13 thoughts on “Building A Color Sensor Using Luminosity

  1. The premise is flawed because he’s confusing additive with subtractive color.

    Real objects don’t have RGB values, they have a spectum of color. Trying to probe the color of a real object with RGB light is like trying to measure the shape of an object by poking it with three thin needles. You get some information, but not enough to say much anything about what the color/shape is unless you move the needles around or change the probing wavelenghts.

      1. They do not.

        He needs to have a light source that has a wide continuous emission spectrum instead of a sharp spike.

        He can do it if he can get a wideband light source, like a tungsten filament lamp with a known spectral output, and color filters with known filtering responses to get overlapping red, blue and green probes to mimic the function of the eye.

        Knowing all their properties, he could then calculate a correction function that translates the spectral properties of the lamp, the filters, and the sensor to match the response of the human eye, and then he could turn it into a corresponding RGB value.

      2. For example, here is a comparison of typical LED spectra with the human eye’s response curve grayed out in the background. The curves are normalized so they’re all the same height.

        http://www.jands.com.au/__data/assets/image/0014/27131/luxeon_vs_cones_RGB_LED.png

        As you can see, if you used these particular LEDs in your probe, it would be almost impossible to detect yellow and orange hues. They’d get interpreted as some weak shade of green.

      3. Of course, the simplest way to achieve spectral imaging is to use a wide band light source, bounce the light off of the target and split it into its spectrum with a diffraction grating or a small prism. Then use a line sensor to measure the physically separated spectral components.

        That way you don’t have to bother with so much math and guesswork.

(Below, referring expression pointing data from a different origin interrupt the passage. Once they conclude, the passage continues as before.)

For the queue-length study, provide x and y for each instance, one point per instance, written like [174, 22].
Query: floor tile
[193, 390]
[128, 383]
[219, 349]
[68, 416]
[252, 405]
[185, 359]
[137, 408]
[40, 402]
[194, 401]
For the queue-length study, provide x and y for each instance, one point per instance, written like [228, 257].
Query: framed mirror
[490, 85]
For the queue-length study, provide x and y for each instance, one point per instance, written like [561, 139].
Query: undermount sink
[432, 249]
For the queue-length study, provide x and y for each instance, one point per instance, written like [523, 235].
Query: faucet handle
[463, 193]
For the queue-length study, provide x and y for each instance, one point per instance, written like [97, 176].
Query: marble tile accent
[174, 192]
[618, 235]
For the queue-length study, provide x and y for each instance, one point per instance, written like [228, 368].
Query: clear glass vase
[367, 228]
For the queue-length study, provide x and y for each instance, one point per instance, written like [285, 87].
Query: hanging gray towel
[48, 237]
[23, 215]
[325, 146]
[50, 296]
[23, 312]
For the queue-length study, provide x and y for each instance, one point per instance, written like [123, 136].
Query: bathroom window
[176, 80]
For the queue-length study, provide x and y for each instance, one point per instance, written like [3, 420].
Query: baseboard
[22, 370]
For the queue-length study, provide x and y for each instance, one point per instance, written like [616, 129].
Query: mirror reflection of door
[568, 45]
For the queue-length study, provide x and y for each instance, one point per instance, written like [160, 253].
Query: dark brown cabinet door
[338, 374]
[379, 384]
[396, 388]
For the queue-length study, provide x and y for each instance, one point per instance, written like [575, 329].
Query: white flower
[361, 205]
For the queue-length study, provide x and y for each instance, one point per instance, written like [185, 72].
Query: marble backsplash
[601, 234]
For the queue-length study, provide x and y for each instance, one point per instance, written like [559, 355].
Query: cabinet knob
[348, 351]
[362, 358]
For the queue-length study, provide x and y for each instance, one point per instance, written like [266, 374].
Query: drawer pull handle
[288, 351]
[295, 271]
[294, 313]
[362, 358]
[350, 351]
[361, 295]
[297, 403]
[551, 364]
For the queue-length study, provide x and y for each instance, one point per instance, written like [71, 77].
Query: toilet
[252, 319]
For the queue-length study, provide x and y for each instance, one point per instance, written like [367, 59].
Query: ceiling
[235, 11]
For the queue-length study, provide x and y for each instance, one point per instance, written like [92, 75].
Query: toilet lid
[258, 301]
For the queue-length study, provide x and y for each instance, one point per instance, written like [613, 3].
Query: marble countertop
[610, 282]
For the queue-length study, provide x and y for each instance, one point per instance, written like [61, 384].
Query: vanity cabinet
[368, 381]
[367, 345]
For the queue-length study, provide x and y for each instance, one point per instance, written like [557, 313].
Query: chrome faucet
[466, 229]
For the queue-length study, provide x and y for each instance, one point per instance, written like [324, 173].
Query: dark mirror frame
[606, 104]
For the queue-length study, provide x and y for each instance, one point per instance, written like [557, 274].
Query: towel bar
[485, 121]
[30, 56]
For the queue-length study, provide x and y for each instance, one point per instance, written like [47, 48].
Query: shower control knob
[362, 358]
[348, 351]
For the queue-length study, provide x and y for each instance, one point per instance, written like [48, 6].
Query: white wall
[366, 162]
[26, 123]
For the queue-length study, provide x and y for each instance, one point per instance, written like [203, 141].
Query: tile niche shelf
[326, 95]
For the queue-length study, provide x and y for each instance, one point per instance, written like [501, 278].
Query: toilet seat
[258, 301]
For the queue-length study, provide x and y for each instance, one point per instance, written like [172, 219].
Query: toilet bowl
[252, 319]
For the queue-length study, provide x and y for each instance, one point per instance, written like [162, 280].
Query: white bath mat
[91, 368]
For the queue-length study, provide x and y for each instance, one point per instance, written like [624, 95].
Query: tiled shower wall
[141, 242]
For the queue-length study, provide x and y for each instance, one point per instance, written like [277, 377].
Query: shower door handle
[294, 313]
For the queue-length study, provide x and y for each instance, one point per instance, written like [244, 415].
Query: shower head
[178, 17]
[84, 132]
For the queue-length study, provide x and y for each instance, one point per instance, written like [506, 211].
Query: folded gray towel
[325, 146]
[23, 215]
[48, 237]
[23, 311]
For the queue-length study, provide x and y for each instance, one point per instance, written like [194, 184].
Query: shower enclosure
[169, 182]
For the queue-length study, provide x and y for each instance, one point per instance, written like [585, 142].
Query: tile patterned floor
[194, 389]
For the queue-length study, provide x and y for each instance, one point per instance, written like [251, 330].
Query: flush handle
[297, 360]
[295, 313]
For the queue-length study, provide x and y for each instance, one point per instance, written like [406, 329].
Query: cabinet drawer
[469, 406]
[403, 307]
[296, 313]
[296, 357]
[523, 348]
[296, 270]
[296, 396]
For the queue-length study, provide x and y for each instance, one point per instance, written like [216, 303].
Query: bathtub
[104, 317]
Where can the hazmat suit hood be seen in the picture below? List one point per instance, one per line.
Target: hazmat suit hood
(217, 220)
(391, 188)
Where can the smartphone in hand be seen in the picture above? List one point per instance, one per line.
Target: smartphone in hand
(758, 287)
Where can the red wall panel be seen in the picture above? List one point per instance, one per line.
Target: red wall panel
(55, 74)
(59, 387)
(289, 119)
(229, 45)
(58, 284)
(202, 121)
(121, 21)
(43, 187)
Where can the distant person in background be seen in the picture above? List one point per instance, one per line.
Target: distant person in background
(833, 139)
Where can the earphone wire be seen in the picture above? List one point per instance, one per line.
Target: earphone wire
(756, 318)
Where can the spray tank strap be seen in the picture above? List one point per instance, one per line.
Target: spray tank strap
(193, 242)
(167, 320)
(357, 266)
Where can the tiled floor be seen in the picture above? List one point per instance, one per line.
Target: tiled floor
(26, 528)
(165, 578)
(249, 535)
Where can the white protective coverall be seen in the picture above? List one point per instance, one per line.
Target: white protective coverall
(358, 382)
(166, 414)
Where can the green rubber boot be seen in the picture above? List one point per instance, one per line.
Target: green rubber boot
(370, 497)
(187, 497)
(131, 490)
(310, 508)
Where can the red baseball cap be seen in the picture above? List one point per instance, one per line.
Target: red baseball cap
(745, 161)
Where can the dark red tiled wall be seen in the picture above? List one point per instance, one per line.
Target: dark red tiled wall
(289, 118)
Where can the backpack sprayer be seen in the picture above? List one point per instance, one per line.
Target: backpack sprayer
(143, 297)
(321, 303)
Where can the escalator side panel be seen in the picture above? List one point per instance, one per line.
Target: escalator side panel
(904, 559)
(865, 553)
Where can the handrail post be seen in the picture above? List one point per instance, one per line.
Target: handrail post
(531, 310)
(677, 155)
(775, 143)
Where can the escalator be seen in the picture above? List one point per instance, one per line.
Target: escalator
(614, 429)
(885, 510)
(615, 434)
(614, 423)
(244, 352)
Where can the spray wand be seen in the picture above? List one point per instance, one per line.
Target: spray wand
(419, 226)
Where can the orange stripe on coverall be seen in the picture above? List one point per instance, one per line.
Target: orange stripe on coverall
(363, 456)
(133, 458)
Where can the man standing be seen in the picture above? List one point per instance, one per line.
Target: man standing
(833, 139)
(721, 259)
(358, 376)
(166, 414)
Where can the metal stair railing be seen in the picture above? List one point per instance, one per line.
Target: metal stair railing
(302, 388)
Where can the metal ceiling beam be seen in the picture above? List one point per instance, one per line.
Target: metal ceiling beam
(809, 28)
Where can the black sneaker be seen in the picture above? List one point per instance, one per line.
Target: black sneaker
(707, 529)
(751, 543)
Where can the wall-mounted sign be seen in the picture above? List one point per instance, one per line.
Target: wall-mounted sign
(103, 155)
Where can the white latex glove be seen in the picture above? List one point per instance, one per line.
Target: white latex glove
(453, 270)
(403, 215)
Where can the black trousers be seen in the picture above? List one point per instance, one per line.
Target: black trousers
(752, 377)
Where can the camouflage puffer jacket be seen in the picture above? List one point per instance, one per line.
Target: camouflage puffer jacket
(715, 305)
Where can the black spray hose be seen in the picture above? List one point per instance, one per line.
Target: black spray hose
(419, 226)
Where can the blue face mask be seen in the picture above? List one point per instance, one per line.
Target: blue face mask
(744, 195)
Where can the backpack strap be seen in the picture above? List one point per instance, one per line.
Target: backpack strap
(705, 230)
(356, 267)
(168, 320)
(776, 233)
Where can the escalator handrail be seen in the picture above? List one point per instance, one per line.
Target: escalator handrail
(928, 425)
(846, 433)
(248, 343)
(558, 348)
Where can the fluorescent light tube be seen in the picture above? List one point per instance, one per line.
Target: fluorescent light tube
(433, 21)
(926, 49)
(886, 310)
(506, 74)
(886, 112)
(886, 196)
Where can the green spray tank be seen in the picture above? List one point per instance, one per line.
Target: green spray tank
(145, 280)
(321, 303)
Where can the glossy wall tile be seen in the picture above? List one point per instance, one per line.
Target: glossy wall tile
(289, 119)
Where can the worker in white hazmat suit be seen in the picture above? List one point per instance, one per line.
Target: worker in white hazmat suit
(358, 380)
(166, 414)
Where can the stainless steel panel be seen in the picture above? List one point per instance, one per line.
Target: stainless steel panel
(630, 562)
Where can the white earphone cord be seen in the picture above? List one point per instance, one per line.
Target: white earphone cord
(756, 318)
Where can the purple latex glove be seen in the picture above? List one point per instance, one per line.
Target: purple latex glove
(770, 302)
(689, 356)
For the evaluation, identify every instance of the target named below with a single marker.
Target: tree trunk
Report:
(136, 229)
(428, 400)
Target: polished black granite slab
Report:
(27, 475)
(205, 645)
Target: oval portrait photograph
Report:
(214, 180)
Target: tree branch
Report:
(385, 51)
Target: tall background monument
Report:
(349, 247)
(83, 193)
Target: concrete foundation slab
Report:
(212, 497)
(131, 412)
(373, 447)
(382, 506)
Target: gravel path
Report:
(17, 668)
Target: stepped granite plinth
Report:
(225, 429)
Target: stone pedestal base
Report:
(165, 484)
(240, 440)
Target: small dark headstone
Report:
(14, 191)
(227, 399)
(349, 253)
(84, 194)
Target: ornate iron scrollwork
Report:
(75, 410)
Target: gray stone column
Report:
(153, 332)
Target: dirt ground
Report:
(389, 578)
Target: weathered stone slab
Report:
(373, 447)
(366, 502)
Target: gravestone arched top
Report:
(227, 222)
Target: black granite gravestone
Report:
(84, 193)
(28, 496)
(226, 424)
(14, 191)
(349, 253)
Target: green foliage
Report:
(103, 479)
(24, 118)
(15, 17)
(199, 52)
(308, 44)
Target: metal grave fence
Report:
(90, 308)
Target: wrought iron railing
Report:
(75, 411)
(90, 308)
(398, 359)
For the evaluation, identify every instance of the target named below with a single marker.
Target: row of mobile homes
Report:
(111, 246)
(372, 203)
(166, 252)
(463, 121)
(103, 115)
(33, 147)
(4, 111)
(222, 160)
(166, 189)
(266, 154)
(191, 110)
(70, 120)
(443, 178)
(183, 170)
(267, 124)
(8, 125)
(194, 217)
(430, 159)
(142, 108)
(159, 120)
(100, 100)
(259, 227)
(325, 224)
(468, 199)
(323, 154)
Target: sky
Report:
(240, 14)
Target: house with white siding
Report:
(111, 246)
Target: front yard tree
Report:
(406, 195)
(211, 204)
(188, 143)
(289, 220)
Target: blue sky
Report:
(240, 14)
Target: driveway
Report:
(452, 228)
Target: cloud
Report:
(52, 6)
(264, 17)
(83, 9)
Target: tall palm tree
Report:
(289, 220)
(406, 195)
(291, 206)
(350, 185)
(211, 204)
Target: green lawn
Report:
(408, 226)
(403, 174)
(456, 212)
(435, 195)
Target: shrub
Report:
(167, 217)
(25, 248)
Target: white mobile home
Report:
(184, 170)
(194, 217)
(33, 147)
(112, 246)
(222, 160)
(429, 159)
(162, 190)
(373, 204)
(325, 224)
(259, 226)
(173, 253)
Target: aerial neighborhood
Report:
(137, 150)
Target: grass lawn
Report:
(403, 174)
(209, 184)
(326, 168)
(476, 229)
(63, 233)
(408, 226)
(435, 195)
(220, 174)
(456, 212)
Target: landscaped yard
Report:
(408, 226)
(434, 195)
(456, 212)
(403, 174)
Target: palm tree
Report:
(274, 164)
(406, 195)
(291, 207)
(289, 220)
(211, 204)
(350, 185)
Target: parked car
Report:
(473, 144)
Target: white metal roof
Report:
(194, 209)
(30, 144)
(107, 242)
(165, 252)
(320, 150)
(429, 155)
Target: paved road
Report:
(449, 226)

All you need to know is what kind of light you are putting out, and how the line sensor responds to it. Knowing that, you get a fairly accurate spectral graph that you can then compare to the response curve of the eye to see how much RGB it would see.

        The surface of a silver pressed CD or a DVD is a good substitute for a diffraction grating.

    1. Exactly my thoughts. He only needs one of those and a wide spectrum white light as others already posted, not LEDs which have a narrow band of the light spectrum. Impossible to detect reflected light that is not there :P

      1. Well, he could be using many different kinds of LEDs, but then figuring out what the output spectrum is, and then calculating what the sensor output should be is going to be very hairy.

        Just getting all the LEDs to shine at pre-determined brightness is going to be a crapshoot as well.

    2. Hey, that TCS230 is a neat chip, but nobody listed in Octopart has any for sale. Is this an EOL chip? Are their any replacements that are more available? Where does one get the TCS230 outside of a pre-packaged module?

    3. It was mostly just to see if I could do it. I had tried and failed a few years ago but I knew i could get it to work if I worked at it a bit more. If I were looking to just use a color sensor for a project then I’d probably use something pre-built. But this project was really to see if I could build one myself. Thanks for the comment.

  2. Redesigning the wheel to make it cheaper/easier to build is quite acceptable IMHO.

    I’d have used underdriven GaN LEDs or EL wire as the sensor, as these have predictable outputs at a given current.